NFL Announces Social Justice Slogans Will Be Inscribed on Every Field

NFL end zones will be inscribed this season with two slogans: “It Takes All Of Us” on one end line, “End Racism” on the other.
As part of its social justice awareness initiatives, the NFL also will allow similar visuals on helmets and caps.
Previously announced were decals on the back of helmets, or patches on team caps, displaying names or phrases to honor victims of racism and/or police brutality.
“Each player will have the option to honor an individual by displaying that person’s name via a decal on the back of their helmet,” the memo said, according to ESPN.
“Players will be offered a list of names and short biographical information to help guide their decision-making, however, they can also select a victim of systemic racism who is not represented on this list.”
Coaches will also be allowed to display patches on their hats.

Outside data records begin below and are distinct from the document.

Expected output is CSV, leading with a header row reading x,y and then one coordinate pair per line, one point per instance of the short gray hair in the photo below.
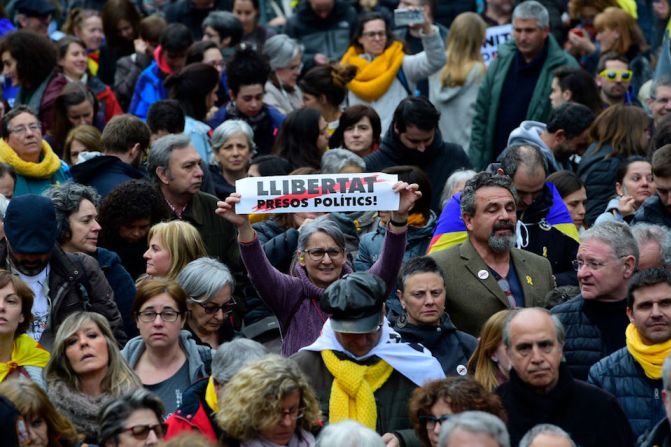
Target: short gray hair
x,y
560,332
324,225
645,232
481,180
532,10
230,357
349,433
202,278
475,422
541,429
161,150
335,160
230,128
67,197
617,235
458,176
280,50
112,417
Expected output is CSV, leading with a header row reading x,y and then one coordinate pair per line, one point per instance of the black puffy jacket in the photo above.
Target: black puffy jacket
x,y
639,396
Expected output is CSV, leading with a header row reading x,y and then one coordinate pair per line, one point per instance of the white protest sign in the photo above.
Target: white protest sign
x,y
319,192
496,35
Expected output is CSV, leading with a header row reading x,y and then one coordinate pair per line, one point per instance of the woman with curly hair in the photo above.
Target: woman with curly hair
x,y
432,404
269,402
86,370
172,245
29,60
47,427
385,73
126,215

During pregame ceremonies, a recorded performance of “Lift Ev’ry Voice and Sing,” known as the Black national anthem, will play.
Video montages of NFL players’ and clubs’ social justice work will air at the same time.

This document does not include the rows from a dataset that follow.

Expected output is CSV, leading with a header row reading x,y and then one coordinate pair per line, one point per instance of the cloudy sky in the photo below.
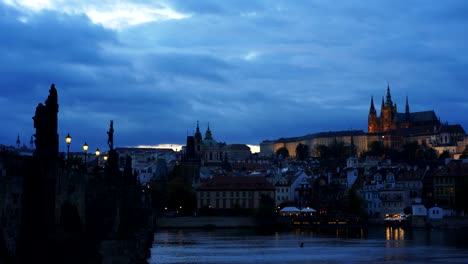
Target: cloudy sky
x,y
252,69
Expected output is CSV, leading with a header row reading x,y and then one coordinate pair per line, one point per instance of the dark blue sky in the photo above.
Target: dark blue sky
x,y
253,70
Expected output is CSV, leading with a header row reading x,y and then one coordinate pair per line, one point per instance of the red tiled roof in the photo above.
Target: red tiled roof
x,y
237,183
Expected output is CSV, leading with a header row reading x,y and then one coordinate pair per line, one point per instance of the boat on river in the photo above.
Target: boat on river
x,y
396,220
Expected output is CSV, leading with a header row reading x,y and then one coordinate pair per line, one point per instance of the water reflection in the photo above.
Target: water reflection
x,y
394,233
373,245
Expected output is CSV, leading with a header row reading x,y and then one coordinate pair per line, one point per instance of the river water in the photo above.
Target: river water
x,y
373,245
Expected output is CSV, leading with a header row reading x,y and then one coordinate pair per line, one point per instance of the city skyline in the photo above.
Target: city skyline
x,y
253,70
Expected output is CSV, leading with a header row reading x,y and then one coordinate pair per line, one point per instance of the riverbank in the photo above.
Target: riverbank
x,y
206,222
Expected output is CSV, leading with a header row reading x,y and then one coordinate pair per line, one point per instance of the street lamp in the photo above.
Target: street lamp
x,y
98,152
85,150
68,141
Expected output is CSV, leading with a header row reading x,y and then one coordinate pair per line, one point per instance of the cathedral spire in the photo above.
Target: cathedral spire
x,y
352,149
407,113
208,134
407,106
372,109
198,136
389,97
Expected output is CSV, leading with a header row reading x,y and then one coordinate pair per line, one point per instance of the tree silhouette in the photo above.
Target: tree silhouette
x,y
283,151
302,151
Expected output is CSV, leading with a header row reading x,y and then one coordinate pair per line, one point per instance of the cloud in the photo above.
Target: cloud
x,y
253,69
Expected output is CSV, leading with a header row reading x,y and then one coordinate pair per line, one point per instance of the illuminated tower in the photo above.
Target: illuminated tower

According to the memo, the NFL has “engaged the James Weldon Johnson Foundation (the song’s author) and the NAACP to work with us to inform and educate fans about the historical significance of the song during the weeks leading up to kickoff, and will utilize the NFL’s owned and operated channels to share as broadly as possible.”
Now, a T-shirt designed by NFL Players Association executive committee member Michael Thomas, a safety with the Houston Texans, can be worn in warmups.
That T-shirt says: “Injustice against one of us is injustice against all of us,” in the front.
The back says reads: “End racism.”
Players can choose either a name of a victim or one of four preferred phrases the NFL has approved:
“Stop Hate”; ”It Takes All Of Us”; “End Racism”; or “Black Lives Matter.’”
The same choices are available for coaches and on-field officials.
Each week, the NFL will feature the story of a victim of social or racial injustice or police brutality and tell that person’s story “in and around” the games, the league said.
NBC Sports initially reported the end zone displays and warmups designed by Thomas.